1974年に〈チャイコフスキー国際コンクール〉のピアノ部門で第2位へ入賞後、一時期はピアニストとしても活躍していたチョン・ミョンフン。現在、世界的指揮者として活躍する彼が日本のコンサート・ホールでピアノ演奏を披露するのは実に8年ぶり、ピアノ・ソロでは今回が初! 演奏前には、「今日は、リサイタルということではなく、家族や友達に弾く感覚で演奏させてください」と語ると、アルバムから「シューマン:トロイメライ」、「シューマン:アラベスク」、「シューベルト:即興曲変ホ長調D899 / 2」、「ショパン:夜想曲嬰ハ短調遺作」、「ベートーヴェン:エリーゼのために」の5曲を披露。予定されていたプログラム以外の曲も披露するなど、来場者を存分に楽しませてくれました。
司会者とのトークでは、今回のアルバムについて、「孫のために何か録音したいと思い、自然に聴ける曲を収録しました。音楽は自然な、言葉のような存在です。今回はピアノ・ソロのレコーディングでしたが、楽しいひと時を過ごすことができました。指揮者は自ら音は出しません。ですので、自らピアノを演奏することは私にとって必要なことなのです。ピアノを演奏するときは一人ひとりに語りかけるように心がけて弾いています」と語る。“2枚目のピアノ・ソロ・アルバムの予定は”という質問には、「ECMからオファーはきていますが、リリースするにはたくさん練習をしないといけません」と、ユーモアを交えて答える場面も!
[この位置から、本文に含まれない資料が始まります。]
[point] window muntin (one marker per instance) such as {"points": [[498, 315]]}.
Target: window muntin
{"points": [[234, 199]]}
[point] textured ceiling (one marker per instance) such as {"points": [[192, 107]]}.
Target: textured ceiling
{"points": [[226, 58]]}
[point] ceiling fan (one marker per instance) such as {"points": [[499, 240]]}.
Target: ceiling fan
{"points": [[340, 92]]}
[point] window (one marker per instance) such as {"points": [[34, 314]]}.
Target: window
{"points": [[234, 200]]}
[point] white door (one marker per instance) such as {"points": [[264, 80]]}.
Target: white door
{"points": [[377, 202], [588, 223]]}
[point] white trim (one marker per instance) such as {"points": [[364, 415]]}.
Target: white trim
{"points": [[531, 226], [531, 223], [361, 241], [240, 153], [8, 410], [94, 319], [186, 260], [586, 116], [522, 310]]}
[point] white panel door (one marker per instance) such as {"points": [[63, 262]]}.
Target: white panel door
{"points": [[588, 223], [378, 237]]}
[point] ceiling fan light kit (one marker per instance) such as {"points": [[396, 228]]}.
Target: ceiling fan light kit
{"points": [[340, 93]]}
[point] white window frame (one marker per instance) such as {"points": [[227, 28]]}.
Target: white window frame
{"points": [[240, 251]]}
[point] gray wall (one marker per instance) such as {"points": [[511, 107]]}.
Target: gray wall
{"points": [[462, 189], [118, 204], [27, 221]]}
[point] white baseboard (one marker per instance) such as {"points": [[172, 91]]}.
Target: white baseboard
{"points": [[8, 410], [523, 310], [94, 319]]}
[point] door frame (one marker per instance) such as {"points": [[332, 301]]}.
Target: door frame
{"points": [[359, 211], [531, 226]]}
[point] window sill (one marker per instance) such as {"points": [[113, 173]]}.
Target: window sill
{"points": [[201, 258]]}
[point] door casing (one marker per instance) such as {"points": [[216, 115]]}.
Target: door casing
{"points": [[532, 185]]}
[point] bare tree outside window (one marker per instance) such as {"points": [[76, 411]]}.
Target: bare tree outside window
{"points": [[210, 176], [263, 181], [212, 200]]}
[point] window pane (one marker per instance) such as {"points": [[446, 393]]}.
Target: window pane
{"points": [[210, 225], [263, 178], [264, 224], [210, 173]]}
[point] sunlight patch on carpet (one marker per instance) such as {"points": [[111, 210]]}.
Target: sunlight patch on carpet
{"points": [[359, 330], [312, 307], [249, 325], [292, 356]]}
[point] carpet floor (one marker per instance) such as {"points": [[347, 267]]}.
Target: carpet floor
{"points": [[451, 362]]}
アルバム『エリーゼのために〜マエストロからの贈り物』は、チョン・ミョンフン初のピアノ・ソロ・アルバムで、ECMにとっても初のピアノ名曲集。次男がECMに勤めている関係で実現したこのアルバムは、前衛的なレーベルとして知られるECMとしては珍しい、とても人気のある作品ばかりが収録。ある曲は孫娘のため、ある曲は長男の結婚祝いに、そしてある曲はヴァイオリニストの姉
チョン・キョンファへ……それぞれの作品を、自身の愛すべき家族に捧げ、愛情豊かに演奏しています。